Lawrencium: Singularity container using AWS DL docker images
Text Classification Using AWS Deep Learning Docker Containers
Overview
In this tutorial, we will build a Singularity container using one of available AWS Deep-Learning docker images, and run the Singularity container on Lawrencium CPU and GPU nodes, to train an NLP model (based on Keras & TensorFlow). The NLP model will classify news articles into the appropriate news category given the training data from UCI News Dataset which contains a list of about 420K articles and their appropriate categories (labels). There are four categories:
- Business (b)
- Science & Technology (t)
- Entertainment (e)
- Health & Medicine (m)
Prerequisites:
Objectives
1) Build the Singularity container using available AWS Deep-Learning docker containers
2) Local Test
3) Train text classifier on Lawrencium:
- Upload the Singularity containers and training data
- Run the Singularity container on CPU nodes
- Run the Singularity container on GPU nodes
- CPU vs GPU
Build the Singularity container using available AWS Deep-Learning docker containers
The following shell code shows how to build the container image using docker
and convert the container image to a Singularity
image.
Download the GitHub repository for this tutorial
%%sh
git clone https://github.com/lbnl-science-it/singularity_aws_dl_container.git
cd singularity_aws_dl_container
Download and unzip the dataset
%%sh
cd container
####################################################
########## Download and unzip the dataset ##########
####################################################
cd ../data/
wget https://danilop.s3-eu-west-1.amazonaws.com/reInvent-Workshop-Data-Backup.zip && unzip reInvent-Workshop-Data-Backup.zip
mv reInvent-Workshop-Data-Backup/* ./
rm -rf reInvent-Workshop-Data-Backup reInvent-Workshop-Data-Backup.zip
cd ../container/
Build the SageMaker Container & Convert it to Singularity image
%%sh
cd container
###################################################################################
######### Build the SageMaker Container & Convert it to Singularity image #########
###################################################################################
algorithm_name=sagemaker-keras-text-classification
chmod +x sagemaker_keras_text_classification/train
chmod +x sagemaker_keras_text_classification/serve
## Get the region defined in the current configuration
region=$(aws configure get region)
fullname="local_${algorithm_name}:latest"
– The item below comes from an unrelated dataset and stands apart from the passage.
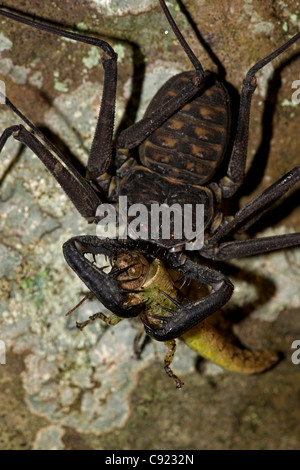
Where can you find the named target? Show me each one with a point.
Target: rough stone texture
(62, 389)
## Get the login command from ECR and execute it directly
$(aws ecr get-login --no-include-email --region ${region} --registry-ids 763104351884)
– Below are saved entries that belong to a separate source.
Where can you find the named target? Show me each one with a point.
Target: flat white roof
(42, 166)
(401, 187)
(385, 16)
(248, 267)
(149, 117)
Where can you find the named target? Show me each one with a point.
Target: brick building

## Build the docker image locally with the image name
## In the "Dockerfile", modify the source image to select one of the available deep learning docker containers images:
## https://aws.amazon.com/releasenotes/available-deep-learning-containers-images
docker build -t ${algorithm_name} .
docker tag ${algorithm_name} ${fullname}
## Build Singularity image from local docker image
sifname="local_sagemaker-keras-text-classification.sif"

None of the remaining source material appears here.